# Chaplain on a Bike



## Damned Fist (Nov 2, 2007)

After discussion about the benefits of using a Chaplain on o bike I decided to give one a try. Here is my LoD/Imperial Fist Chaplain on a bike conversion. He's not quite finished yet but what do you think? 

























(Hey Wraith..., I told you he was coming!)

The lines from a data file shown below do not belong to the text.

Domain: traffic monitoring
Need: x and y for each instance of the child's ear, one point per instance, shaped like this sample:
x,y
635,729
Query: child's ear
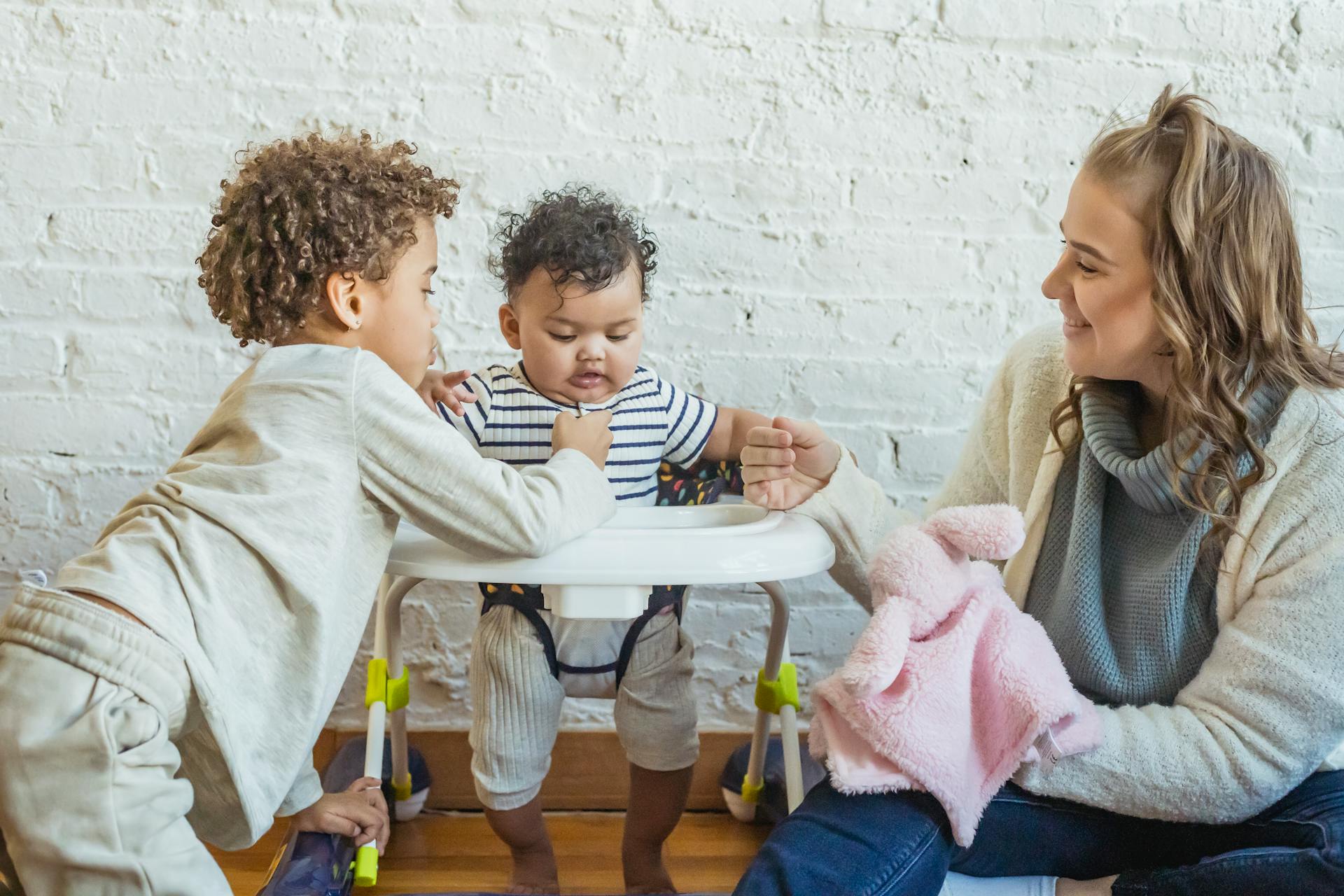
x,y
343,296
510,327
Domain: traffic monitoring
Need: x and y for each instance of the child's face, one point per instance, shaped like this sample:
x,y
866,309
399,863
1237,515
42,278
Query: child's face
x,y
577,346
398,321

_Edited so the pictures show_


----------



## Dreamseller (Nov 15, 2007)

where you watchin gost rider? when you made this :laugh:

really good dude cant wait to see it finished


----------



## Galahad (Dec 21, 2006)

Oh damn! LMAO
That's one menacing sonofabitch!

My only suggestion would e replacing the horned skull on the one strut with maybe the nid skull from the scouts sprue


----------



## Damned Fist (Nov 2, 2007)

Good idea Galahad. Now only if I had one!


----------



## bl0203 (Nov 10, 2007)

WOW!!! Thats a tough looking dude, I love the Ghost Rider Feel. He looks great, my only suggestion would be to change the head, I think the skull helm from the CSM Vehicle Sprue would look pretty tough. If you like the idea but don't have the part, check with battle wagon bits I think Neil at the War Store runs it now. Overall great model. k:


----------



## Damned Fist (Nov 2, 2007)

blo203= I might like the suggestion, but I can't find the skull your talking about. This one I had to make using two different skulls and some green stuff.


----------



## Galahad (Dec 21, 2006)

scary skull helm http://www.thewarstore.com/product31871.html

Classic skull helm everyone uses http://www.thewarstore.com/product31873.html

bionic skull helm from vehicle sprue http://www.thewarstore.com/product26751.html

scout sniper accessories, including nid skull and ork skull http://www.thewarstore.com/product27146.html


----------



## The Wraithlord (Jan 1, 2007)

Damn Fist, that is just freaky cool.


----------



## bl0203 (Nov 10, 2007)

It looks like Galahad found it its the third one down on his list...


----------



## Damned Fist (Nov 2, 2007)

Galahad:Thanks for providing the link. That IS a cool store. Has anyone ordered from these guys? How reliable are they?


----------



## Logain_85 (Nov 27, 2007)

Ha ha hells angel!


----------



## Damned Fist (Nov 2, 2007)

blo203: I think I agree. I really like the "Chaos Vehicle Studded Bionic Gunner Head" and I think it might fit the look I'm going for a little better. Now to see if I can pick one up.


----------



## Ezekial Lightning (Oct 30, 2007)

Really cool but you might think of giving him some trophies,nid heads, your opponents army heads...


----------



## Galahad (Dec 21, 2006)

The Warstore is a very reliable source, and I've ordered from them many times.
If there's a goofup and something doesn't show up like it should have (happened to me once) email Neil and he'll make it right ASAP.

Good store


----------



## bl0203 (Nov 10, 2007)

I do a lot of ordering from the War Store, friendly, reliable and all GW is 20% off. Can't beat it, you just have to phone in your orders.


----------



## Galahad (Dec 21, 2006)

bl0203 said:


> I do a lot of ordering from the War Store, friendly, reliable and all GW is 20% off. Can't beat it, you just have to phone in your orders.


Or use e-mail like I do.

Shopping cart works fine for bits orders though, and for ordering non-GW products.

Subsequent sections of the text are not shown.